野亜夢(のあむ)がイスラエルへ旅立った。


イスラエルでウルトラオーソドックスのユダヤ教徒となる為に、宗教家を目指す子達だけが通う男子校のボーディングスクールに入り厳格な食生活や祈りなどの規律に満ちた生活と学びの為に。


13歳で家を出るなんて早過ぎるよ。


ごめんね、野亜夢。10年前に日本に連れて来て。


この10年は野亜夢にとって苦しかったね。学校も、先生も友達も。


本当に心の底から繋がれる人には出会えなかったもんね。


野亜夢は前からイスラエルが大好きで日本には住みたくなかったもんね。


俺はこの10年間君に何をしてあげられただろうか?


何もしてあげられなかったね。


君が助産師さんの元、自宅出産プールの中で生まれたあの暑い日をよく覚えてるよ。目が見えるわけないのに水の中で生まれた君が水中で目を開けて初めて目を合わせた瞬間。生まれたばかりの君は頭がとんがりコーンみたいに尖っていてびっくりしたよ。もちろんすぐもどったけどね。

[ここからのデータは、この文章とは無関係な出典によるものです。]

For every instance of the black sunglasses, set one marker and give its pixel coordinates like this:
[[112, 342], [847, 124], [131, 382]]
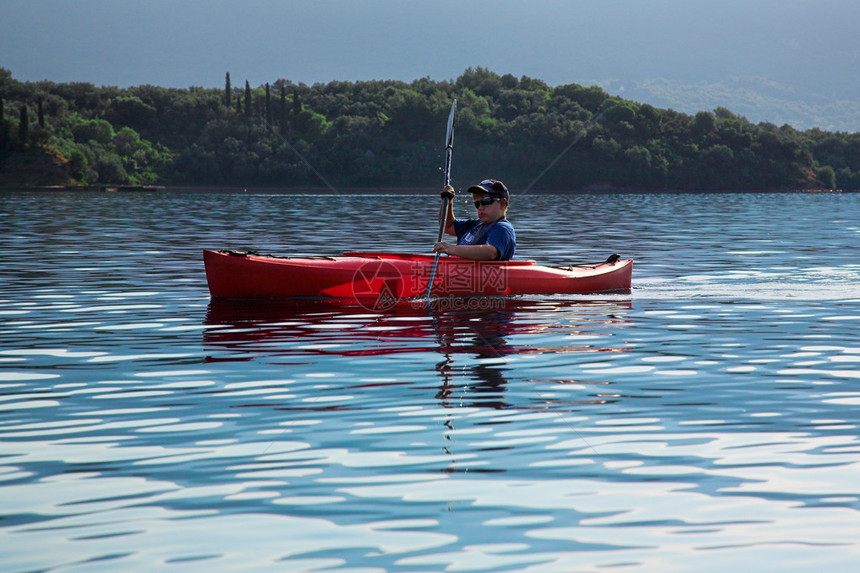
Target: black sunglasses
[[485, 201]]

イスラエルにいた123年前、君がまだ歩けなかった頃、ヨガのクラスの前に、俺はよく乳母車に君を乗せて近所に散歩に行ったんだよ。ある日立ち寄った公園でちょっと目を離したすきに君は滑り台の上から落ちてしまったんだ。ごめんよ、あの時ちゃんと君を支えられなくて。

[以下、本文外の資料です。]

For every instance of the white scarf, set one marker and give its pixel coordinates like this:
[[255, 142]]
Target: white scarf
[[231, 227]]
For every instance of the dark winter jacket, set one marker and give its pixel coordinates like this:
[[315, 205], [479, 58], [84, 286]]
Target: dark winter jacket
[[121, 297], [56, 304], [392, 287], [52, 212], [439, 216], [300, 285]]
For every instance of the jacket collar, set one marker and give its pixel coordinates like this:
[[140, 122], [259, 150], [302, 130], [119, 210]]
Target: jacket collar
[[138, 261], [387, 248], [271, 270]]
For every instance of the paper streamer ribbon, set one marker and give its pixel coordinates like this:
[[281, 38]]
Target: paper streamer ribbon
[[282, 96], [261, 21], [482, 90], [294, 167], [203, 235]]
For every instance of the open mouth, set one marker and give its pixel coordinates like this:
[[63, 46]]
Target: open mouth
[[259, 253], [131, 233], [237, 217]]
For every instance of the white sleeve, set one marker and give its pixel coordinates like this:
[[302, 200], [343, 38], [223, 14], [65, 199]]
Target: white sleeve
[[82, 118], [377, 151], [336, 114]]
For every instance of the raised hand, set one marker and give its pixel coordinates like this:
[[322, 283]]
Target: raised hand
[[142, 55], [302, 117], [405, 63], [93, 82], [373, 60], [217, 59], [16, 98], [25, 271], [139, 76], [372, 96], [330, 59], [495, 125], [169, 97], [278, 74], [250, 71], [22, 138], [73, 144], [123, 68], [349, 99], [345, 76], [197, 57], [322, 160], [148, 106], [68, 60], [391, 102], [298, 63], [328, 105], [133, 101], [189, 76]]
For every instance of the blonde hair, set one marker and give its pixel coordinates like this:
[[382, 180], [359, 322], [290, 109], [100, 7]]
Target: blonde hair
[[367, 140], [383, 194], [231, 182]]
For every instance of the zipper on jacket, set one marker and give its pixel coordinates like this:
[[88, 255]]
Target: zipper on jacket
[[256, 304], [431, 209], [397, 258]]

日本に来た頃には、ふじさんって言えなくて富士山を見るたびにヘブライ語訛りで「プジサーン!」て大きな声で叫んでた君はとっても可愛かったよ。電車の中でみんなの心を掴んでたね。


君が毎年夏休みにイスラエルへ行って、日本に帰って来るたびに、イスラエルに帰りたい、おじいちゃんとおばあちゃんとずっと一緒にいたいって毎晩泣いていた時、アバ(ヘブライ語でお父さん)は自分の無力さが情けなくなって、自分を否定された気持ちになって苦しかったんだ。


ある時、車の中で怒って物を投げてごめんね。叫んだりして恐怖で君を支配しようとしてごめんね。

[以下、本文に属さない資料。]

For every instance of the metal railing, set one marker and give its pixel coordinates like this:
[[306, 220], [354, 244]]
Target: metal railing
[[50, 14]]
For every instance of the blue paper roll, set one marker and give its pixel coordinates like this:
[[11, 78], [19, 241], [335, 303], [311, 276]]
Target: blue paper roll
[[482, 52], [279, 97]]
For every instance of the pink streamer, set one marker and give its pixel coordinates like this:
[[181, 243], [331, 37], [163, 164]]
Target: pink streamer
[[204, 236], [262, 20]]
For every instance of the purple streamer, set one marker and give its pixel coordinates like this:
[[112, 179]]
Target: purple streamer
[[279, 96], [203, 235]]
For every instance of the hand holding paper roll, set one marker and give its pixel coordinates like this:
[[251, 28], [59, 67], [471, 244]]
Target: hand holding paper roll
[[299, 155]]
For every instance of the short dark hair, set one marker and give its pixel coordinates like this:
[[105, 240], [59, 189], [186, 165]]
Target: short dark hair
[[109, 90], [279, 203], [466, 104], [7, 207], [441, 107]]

でも、家族4人でいろんなところに行ったね。喧嘩もいっぱいしたけど良い思い出だよ。でもお父さんとお母さんの仲があまり良くなかったのは野亜夢にとって苦しかったね。


今思うと、アバは父親らしく君のことを育てられなかったという思いで後悔の念がつきまとうよ。日本に帰って来てからは、ヨガが俺にとっては何よりも優先事項だったからね。そりゃヨガなんて嫌いになるよね。お父さんが自分より大切にしてるんだもんね。君のことを第1に考えるべきだったよ。


1週間前にイスラエルの有名なカウンセラー、シャイからカウンセリングを受けた時、彼からこう言われたよ。シンには3人の子がいる、ヨガと野亜夢と夕香。ヨガが一番大事な子でいつも野亜夢と夕香はヨガだけではなく自分達も見てほしいって願ってる。今、ヨガだってもう17歳になるんだろ?そろそろ自立させてあげればいいじゃないか?だって大事なヨガとも一生付き合って行くのだから。今こそ野亜夢と向き合う時なんじゃないのかい?例え今彼が親元を離れ遠くに行ってしまおうとも、彼が一番大切だって。彼のことを諦めないって。そう思うのなら態度と言葉で伝えなさい。そうしたら野亜夢の人生に強く影響するはずだ、それをするのが今だよ。そう言われた。この数週間ヨガの仕事もレギュラークラス以外にもイベント、WS、養成講座と忙しさもピークだったけど野亜夢になるべく意識をむけるようにしていた。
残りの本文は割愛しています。